Around that time, the company had been considering reentering proteomics and dabbling in gene sequencing and forensics. Soon, the biopharma marketplace dried up and SpectruMedix decided that genotyping was its strongest suit. Eventually, the soft life-science market and a down economy took their toll, forcing SpectruMedix to cut its staff to 35 (Newman wouldn’t say how many people the company employed before the layoffs). The last layoffs were in November 2002.

Today, the non-genotyping disciplines have been relegated to the back burner until better days come round. “But we’re not actively putting focused efforts into further application development or anything like that. Most of our effort right now with development and marketing is going into the Reveal mutation-detection market,” Newman said.
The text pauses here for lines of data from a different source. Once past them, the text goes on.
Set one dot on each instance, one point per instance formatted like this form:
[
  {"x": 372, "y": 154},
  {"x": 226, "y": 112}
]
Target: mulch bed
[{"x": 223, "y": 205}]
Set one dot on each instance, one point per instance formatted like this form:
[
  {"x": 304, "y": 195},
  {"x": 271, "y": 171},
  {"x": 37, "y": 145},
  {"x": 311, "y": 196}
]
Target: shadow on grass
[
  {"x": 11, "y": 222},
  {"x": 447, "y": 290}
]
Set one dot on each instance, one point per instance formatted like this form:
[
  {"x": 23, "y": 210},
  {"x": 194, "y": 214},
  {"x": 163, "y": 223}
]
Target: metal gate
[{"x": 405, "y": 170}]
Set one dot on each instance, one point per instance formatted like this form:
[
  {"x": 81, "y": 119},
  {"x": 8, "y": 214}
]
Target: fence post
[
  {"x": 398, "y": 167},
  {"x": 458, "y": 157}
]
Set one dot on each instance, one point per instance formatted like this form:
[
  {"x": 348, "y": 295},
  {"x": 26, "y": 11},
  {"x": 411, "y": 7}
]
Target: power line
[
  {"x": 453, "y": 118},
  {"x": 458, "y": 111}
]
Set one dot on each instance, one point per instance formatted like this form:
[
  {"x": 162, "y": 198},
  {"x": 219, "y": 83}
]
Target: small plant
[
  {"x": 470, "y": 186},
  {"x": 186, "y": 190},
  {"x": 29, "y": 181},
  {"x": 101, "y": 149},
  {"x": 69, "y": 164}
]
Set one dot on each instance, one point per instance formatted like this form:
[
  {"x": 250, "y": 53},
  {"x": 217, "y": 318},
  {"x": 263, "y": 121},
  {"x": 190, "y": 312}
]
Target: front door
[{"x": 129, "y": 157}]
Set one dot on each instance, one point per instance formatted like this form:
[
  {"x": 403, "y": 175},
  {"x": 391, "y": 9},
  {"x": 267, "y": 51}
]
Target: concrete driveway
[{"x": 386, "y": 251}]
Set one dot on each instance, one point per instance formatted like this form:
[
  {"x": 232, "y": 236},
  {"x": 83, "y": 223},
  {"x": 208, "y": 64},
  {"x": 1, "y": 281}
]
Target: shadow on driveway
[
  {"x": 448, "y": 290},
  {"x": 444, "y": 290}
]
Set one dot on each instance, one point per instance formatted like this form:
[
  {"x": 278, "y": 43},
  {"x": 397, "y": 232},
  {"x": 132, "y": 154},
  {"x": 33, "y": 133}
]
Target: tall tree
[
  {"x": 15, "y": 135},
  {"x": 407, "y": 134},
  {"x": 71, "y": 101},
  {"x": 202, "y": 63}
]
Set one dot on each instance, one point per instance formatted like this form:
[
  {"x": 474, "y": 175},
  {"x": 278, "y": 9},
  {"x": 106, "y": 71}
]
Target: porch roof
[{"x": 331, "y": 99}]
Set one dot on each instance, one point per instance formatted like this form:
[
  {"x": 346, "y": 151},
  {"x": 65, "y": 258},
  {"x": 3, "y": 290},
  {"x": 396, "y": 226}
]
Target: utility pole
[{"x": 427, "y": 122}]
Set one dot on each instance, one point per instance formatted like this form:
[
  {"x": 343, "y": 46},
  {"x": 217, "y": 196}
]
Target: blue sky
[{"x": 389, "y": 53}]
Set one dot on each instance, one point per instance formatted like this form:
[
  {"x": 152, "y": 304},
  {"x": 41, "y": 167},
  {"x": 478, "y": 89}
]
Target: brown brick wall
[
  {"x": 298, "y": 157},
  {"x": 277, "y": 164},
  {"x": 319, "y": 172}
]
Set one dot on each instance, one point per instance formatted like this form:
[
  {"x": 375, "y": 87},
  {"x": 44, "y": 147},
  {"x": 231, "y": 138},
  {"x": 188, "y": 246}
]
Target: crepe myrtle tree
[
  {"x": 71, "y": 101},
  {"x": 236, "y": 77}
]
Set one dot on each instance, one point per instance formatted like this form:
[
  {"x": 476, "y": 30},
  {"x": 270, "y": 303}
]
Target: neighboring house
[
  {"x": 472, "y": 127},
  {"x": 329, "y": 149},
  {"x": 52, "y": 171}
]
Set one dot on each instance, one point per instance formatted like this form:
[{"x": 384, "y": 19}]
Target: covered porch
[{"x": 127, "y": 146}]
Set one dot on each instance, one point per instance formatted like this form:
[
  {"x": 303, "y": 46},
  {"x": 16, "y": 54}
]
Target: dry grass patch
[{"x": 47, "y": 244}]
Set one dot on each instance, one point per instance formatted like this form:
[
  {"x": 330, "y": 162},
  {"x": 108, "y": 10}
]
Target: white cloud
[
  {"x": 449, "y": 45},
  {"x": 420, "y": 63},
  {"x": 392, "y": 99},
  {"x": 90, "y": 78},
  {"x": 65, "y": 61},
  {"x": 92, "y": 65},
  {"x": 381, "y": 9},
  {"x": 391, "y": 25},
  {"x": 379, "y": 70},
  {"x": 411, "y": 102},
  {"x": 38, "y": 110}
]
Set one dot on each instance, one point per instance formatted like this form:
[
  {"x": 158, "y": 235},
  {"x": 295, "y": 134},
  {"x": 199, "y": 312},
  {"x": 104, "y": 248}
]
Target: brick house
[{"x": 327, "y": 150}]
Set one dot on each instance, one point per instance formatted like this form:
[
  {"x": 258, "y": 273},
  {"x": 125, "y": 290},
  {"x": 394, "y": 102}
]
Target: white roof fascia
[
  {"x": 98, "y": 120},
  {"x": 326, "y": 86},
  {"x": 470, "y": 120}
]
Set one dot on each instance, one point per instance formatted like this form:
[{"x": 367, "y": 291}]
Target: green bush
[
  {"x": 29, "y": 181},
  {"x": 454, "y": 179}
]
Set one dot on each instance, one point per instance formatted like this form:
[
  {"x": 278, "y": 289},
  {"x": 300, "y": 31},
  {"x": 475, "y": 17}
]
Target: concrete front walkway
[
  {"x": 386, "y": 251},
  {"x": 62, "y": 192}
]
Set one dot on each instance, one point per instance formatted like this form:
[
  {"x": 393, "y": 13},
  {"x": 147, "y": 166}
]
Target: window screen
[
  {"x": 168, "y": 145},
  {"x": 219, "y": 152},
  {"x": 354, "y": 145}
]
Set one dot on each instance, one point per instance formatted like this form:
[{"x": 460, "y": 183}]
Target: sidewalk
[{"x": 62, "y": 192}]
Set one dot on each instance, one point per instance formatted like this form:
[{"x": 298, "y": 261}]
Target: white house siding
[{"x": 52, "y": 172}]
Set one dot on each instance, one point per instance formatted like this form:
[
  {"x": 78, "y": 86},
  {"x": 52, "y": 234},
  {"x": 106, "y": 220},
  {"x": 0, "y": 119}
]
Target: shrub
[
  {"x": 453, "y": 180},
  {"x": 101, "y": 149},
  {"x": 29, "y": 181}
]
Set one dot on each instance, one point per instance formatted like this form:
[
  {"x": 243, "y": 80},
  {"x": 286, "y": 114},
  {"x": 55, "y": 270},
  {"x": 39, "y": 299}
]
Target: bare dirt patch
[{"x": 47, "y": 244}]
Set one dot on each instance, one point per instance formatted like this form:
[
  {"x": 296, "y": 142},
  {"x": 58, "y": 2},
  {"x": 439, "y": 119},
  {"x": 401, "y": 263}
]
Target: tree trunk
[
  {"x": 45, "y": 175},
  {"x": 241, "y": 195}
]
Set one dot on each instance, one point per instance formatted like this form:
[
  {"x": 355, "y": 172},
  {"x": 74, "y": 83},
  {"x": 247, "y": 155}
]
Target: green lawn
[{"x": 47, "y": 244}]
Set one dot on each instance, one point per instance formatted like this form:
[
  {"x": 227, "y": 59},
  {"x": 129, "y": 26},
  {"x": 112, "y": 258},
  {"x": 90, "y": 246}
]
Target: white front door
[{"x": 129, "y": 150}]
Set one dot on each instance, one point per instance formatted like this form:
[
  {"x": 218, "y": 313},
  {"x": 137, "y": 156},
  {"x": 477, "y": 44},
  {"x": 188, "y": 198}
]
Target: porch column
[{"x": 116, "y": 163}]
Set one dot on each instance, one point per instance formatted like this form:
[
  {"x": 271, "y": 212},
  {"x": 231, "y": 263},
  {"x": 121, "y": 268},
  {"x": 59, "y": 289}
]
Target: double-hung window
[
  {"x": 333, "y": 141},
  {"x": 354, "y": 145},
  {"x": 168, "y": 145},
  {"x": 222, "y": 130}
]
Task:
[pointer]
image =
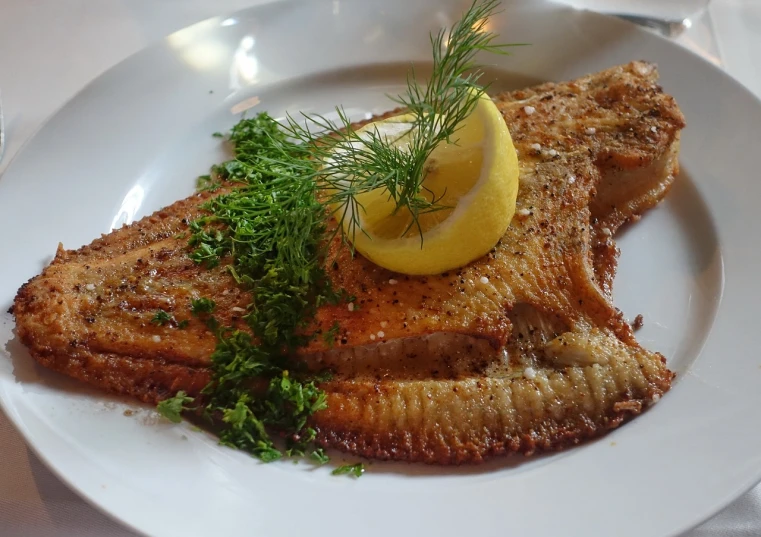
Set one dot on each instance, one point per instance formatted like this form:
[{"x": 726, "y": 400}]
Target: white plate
[{"x": 135, "y": 139}]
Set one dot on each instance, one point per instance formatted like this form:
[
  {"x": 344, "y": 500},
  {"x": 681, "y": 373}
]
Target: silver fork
[{"x": 2, "y": 130}]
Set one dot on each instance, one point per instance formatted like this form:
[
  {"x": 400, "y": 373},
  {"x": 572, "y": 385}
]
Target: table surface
[{"x": 43, "y": 63}]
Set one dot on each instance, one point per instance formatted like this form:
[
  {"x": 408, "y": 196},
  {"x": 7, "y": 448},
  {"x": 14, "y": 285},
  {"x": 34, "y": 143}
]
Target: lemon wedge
[{"x": 474, "y": 179}]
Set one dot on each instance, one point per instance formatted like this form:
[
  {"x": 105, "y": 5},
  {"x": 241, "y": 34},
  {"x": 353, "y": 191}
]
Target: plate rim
[{"x": 10, "y": 411}]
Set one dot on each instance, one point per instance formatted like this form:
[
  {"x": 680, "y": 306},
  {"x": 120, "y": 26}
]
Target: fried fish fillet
[{"x": 520, "y": 351}]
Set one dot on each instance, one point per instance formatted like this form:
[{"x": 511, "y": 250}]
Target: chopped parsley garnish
[
  {"x": 172, "y": 408},
  {"x": 350, "y": 469},
  {"x": 202, "y": 305},
  {"x": 161, "y": 318},
  {"x": 271, "y": 230}
]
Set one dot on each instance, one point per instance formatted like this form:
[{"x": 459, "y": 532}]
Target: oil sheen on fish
[{"x": 520, "y": 351}]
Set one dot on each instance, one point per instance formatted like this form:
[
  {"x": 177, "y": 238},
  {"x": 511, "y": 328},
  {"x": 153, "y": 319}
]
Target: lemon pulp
[{"x": 475, "y": 184}]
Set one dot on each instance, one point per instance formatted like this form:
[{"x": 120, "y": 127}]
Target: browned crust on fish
[{"x": 536, "y": 359}]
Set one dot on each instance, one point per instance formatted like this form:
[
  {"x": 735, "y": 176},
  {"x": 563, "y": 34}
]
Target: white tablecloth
[{"x": 49, "y": 49}]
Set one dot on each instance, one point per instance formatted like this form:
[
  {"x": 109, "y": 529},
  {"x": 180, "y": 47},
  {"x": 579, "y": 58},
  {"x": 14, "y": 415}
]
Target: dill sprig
[
  {"x": 353, "y": 162},
  {"x": 270, "y": 232}
]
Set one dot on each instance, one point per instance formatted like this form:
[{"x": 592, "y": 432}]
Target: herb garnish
[
  {"x": 354, "y": 163},
  {"x": 271, "y": 230},
  {"x": 350, "y": 469},
  {"x": 172, "y": 408}
]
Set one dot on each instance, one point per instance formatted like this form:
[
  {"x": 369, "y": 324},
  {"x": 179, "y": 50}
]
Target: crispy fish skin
[{"x": 520, "y": 351}]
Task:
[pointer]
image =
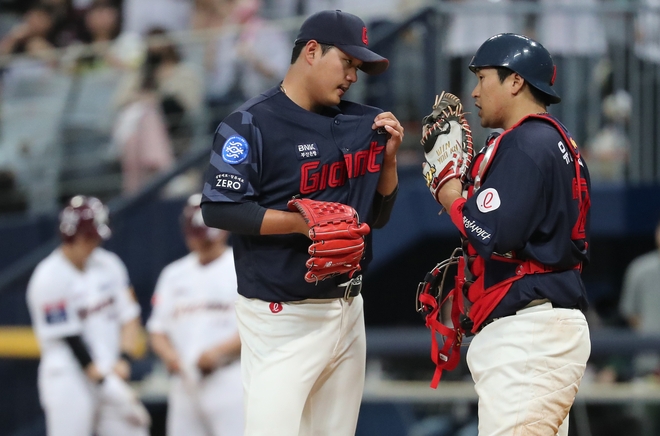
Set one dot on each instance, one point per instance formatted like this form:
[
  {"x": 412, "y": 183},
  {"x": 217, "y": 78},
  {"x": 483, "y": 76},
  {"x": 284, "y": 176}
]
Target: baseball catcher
[
  {"x": 337, "y": 238},
  {"x": 447, "y": 143}
]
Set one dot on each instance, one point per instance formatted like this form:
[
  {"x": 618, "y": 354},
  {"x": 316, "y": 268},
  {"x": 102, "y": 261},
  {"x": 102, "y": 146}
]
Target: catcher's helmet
[
  {"x": 193, "y": 222},
  {"x": 522, "y": 55},
  {"x": 84, "y": 216}
]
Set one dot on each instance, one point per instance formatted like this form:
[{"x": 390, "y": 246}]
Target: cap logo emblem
[{"x": 554, "y": 75}]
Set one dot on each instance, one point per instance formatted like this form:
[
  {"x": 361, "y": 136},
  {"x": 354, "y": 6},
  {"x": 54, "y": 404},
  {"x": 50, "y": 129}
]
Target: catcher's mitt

He explained that when the capital markets return SpectruMedix will likely relaunch its proteomics platform ahead of any forensics play. But, he added: “In a lot of ways the Reveal is a good instrument right now for some forensics. For other forensics applications, it “still needs some work. Where we fall short is in the ability to do very good [crime-based] case samples.”

Newman said SpectruMedix isn’t ruling out crime-grade forensics in the future. “It’s a whole different set of rules that you have to do to interpret that kind of data,” he said. “We have not been validated yet, [but we’re] looking to be.”

Currently, SpectruMedix has “some” mitochondrial and data-basing customers. In fact, Orchid, which has banked its own future on a renaissance in the forensics space, uses a pair of SpectruMedix capillary-electrophoresis systems in its paternity-testing facilities in Dallas and Dayton, Ohio, according to Orchid spokeswoman Tracy Henrikson. Though these systems are based on conventional STR analysis rather than SNP detection, Orchid expects soon to deploy its own SNP technology for paternity testing, Henrikson added.

In the end, Newman stressed that the ability to do multi-capillary temperature-gradient electrophoresis is “something that we have the edge on right now. And we can own that market.”